Simpson G T, Janfaza P, Becker G D
Laryngoscope. 1982 Sep;92(9 Pt 1):1001-5.
Posterior epistaxis from branches of the sphenopalatine artery can be rapidly and effectively controlled by a new ligation technique. The sphenopalatine artery or its branches are directly ligated as they exit the sphenopalatine foramen to enter the nose, completely avoiding the pterygomaxillary fossa. The vessels are exposed via a transantral approach, through the posterior portion of the medial antral wall. The mucoperiosteum of the lateral wall of the nose (medial antral wall) is preserved, elevated medially and posteriorly and used to tense the sphenopalatine vessels, bringing them into view and accessible for ligation at the foramen.
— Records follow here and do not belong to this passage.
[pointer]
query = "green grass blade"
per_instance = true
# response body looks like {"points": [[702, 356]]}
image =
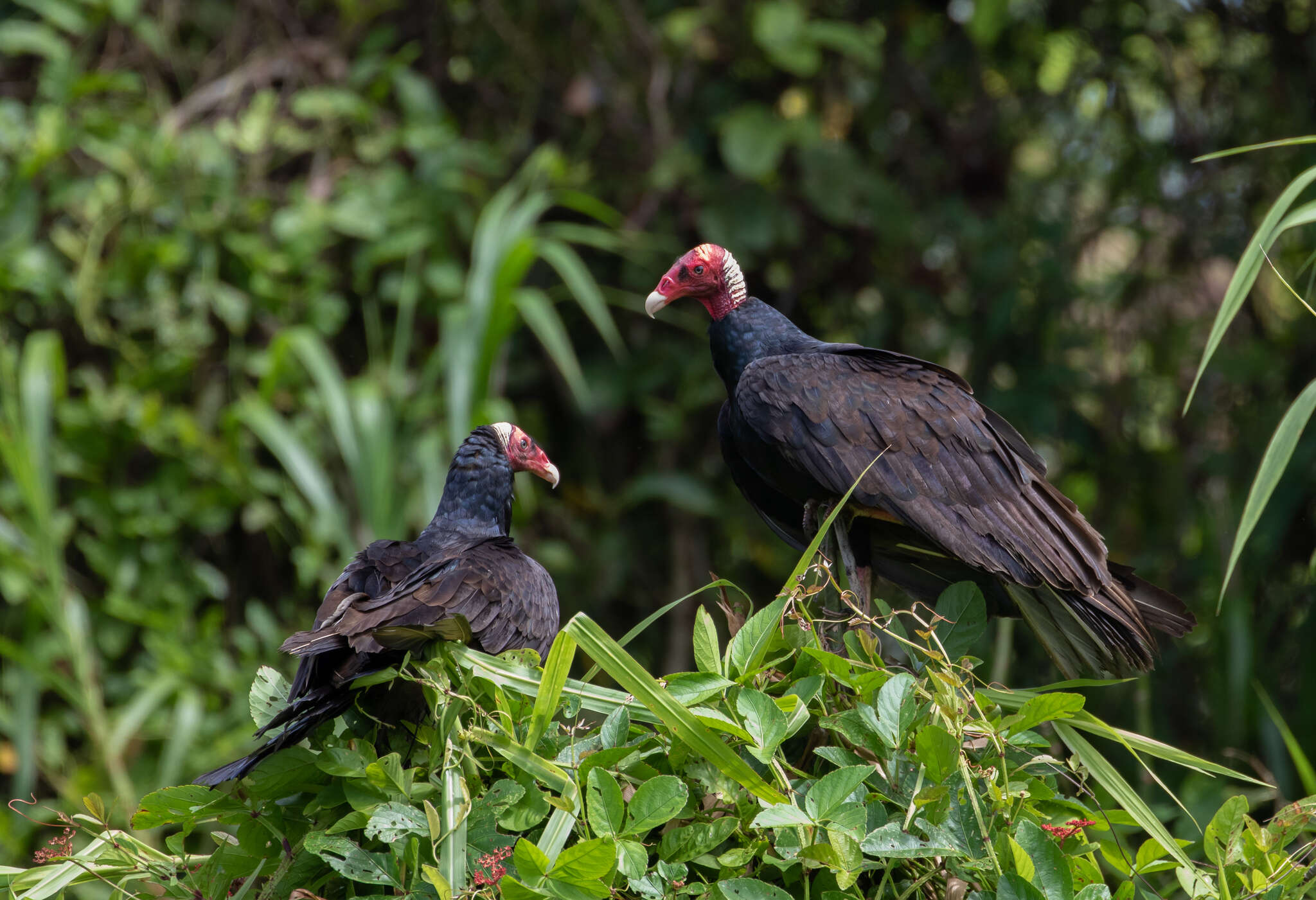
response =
{"points": [[631, 675], [527, 682], [1273, 464], [1249, 148], [586, 291], [1249, 266], [659, 613], [556, 669], [540, 316], [1306, 774], [1107, 777]]}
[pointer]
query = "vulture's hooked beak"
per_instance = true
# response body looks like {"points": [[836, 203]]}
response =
{"points": [[661, 295]]}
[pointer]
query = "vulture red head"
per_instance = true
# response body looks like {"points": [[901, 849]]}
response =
{"points": [[524, 454], [708, 274]]}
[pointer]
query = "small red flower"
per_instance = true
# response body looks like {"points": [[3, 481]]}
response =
{"points": [[1069, 829], [491, 866]]}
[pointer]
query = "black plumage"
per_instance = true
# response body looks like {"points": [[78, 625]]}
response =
{"points": [[463, 563], [954, 493]]}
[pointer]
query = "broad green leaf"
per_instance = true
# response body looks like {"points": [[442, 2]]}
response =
{"points": [[587, 861], [1273, 465], [751, 642], [1051, 871], [938, 750], [708, 657], [1013, 887], [655, 802], [896, 708], [346, 858], [751, 888], [782, 815], [831, 791], [393, 822], [893, 842], [1043, 708], [690, 841], [965, 613], [1110, 778], [605, 803], [269, 695], [763, 720], [1222, 836]]}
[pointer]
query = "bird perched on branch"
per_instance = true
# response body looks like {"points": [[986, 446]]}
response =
{"points": [[463, 578], [953, 491]]}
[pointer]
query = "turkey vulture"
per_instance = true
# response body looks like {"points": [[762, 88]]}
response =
{"points": [[954, 491], [395, 594]]}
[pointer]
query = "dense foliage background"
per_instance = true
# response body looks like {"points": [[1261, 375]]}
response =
{"points": [[263, 263]]}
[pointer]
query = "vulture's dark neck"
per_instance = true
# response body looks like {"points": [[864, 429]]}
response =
{"points": [[478, 494], [749, 332]]}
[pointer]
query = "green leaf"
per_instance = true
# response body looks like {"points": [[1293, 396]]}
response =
{"points": [[394, 822], [628, 673], [763, 720], [1273, 464], [896, 708], [583, 862], [1220, 838], [965, 613], [938, 750], [751, 888], [831, 791], [1043, 708], [1013, 887], [752, 641], [269, 695], [781, 815], [603, 800], [655, 802], [708, 657], [346, 858], [893, 842], [1051, 870], [616, 728]]}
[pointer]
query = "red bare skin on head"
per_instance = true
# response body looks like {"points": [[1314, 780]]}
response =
{"points": [[704, 274], [526, 455]]}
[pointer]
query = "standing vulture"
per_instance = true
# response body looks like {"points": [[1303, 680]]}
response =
{"points": [[463, 563], [954, 494]]}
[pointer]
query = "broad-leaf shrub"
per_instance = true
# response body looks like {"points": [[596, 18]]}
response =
{"points": [[782, 769]]}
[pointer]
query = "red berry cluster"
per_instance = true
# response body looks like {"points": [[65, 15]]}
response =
{"points": [[491, 863], [1067, 829]]}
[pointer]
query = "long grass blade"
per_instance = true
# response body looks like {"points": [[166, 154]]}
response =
{"points": [[556, 669], [1249, 148], [1306, 774], [631, 675], [1273, 464], [1110, 778], [1249, 266]]}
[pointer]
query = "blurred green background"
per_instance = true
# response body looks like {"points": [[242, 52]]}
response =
{"points": [[262, 265]]}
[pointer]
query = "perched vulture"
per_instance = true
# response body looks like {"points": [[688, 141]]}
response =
{"points": [[396, 592], [956, 494]]}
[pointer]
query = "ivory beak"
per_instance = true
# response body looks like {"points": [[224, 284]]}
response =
{"points": [[654, 302]]}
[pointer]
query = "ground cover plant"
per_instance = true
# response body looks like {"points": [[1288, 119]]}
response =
{"points": [[785, 766]]}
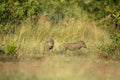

Advantages of this technique include direct, specific ligation of the end vessels; ease and speed of operation; and avoidance of complications associated with the pterygomaxillary space. The technique was defined in multiple dissections of anatomic specimens and has been successful to date in 14 cases of severe posterior epistaxis.
一种新的结扎技术能够快速有效地控制来自蝶腭动脉分支的鼻后出血。蝶腭动脉或其分支在离开蝶腭孔进入鼻腔时被直接结扎,完全避开翼腭窝。通过经窦入路,经上颌窦内侧壁后部暴露血管。保留鼻外侧壁(上颌窦内侧壁)的黏骨膜,向内侧和后方掀起并用于拉紧蝶腭血管,使其显露并便于在蝶腭孔处进行结扎。该技术的优点包括直接、特异性地结扎终末血管;操作简便快捷;避免与翼腭间隙相关的并发症。该技术在解剖标本的多次解剖中得以明确,迄今为止已成功应用于14例严重鼻后出血病例。